Glitch inconscient/surdéterminé, l’année 1963 donne forme à un corpus à part entière, mêlant fiction, obsessions, méta et infra-références perceptibles ou non par le visiteur, selon son degré d’affinité avec l’univers de Carl June. On apprend, entre autres, que c’est l’année du décès de son arrière-grand-père maternel, mais aussi de celui du meurtrier Edmond Faucher. Aussi bien le portrait encadré du premier que la photographie réalisée en 1949 par Robert Doisneau présentant le second, en buste, le corps et le visage recouverts de tatouages, circulent dans le système ( SYM ) inn. Telle une bifurcation dans le brainmap de l’artiste, cette oblique entre en résonance avec la mention de la pièce Yellow Diagonal – de 1963 – marquant chez Dan Flavin l’introduction du mouvement contre la stasis. Telle une base de données analogique matérialisant les associations combinatoires Juniennes en cours, ( SYM ) inn, dans la lignée de la musique répétitive, procède par variation de patterns synesthésiques à base de samples de milieux.

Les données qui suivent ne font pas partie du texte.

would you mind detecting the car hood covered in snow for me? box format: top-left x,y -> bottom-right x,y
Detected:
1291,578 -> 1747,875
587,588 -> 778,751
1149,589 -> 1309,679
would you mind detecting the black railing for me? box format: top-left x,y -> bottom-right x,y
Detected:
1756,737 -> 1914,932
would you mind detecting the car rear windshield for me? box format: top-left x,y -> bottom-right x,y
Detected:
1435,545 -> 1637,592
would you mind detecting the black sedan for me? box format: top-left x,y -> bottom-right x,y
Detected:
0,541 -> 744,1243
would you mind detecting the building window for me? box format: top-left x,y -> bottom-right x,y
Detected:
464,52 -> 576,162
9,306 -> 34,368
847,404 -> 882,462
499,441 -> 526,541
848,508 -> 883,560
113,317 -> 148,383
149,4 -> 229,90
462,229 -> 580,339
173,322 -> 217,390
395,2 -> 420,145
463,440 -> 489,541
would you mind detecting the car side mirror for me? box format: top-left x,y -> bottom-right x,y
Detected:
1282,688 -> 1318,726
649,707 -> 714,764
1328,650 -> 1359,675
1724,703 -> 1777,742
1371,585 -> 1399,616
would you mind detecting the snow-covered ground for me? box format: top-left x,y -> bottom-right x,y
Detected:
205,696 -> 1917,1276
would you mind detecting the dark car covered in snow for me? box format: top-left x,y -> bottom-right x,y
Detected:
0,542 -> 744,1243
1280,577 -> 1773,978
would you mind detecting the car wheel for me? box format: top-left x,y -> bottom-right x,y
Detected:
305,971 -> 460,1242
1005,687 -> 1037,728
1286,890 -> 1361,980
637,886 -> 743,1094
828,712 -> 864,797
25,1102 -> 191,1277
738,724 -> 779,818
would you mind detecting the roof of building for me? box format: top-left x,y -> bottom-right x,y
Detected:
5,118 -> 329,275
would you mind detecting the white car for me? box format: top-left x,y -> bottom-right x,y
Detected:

Le coffret réunissant deux séries de 78 contributions clôt ce processus initié il y a huit ans en lui offrant une fin ouverte et énigmatique. La présente édition opère comme une forme de mode d’emploi indiciel du rapport de Carl June à sa démarche créative. En cela, la carte comme élément protocolaire structurant le projet, invite aussitôt à la déstructuration de celui-ci sous forme de jeu. Jeu de cartes, mais aussi jeux de mots – « A la carte », « cartes sur table », « rebattre les cartes » – les errances linguistiques et sémiotiques, chères à l’artiste, peuvent désormais être explorées par ceux et celles qui entreront en contact avec cette nébuleuse portative.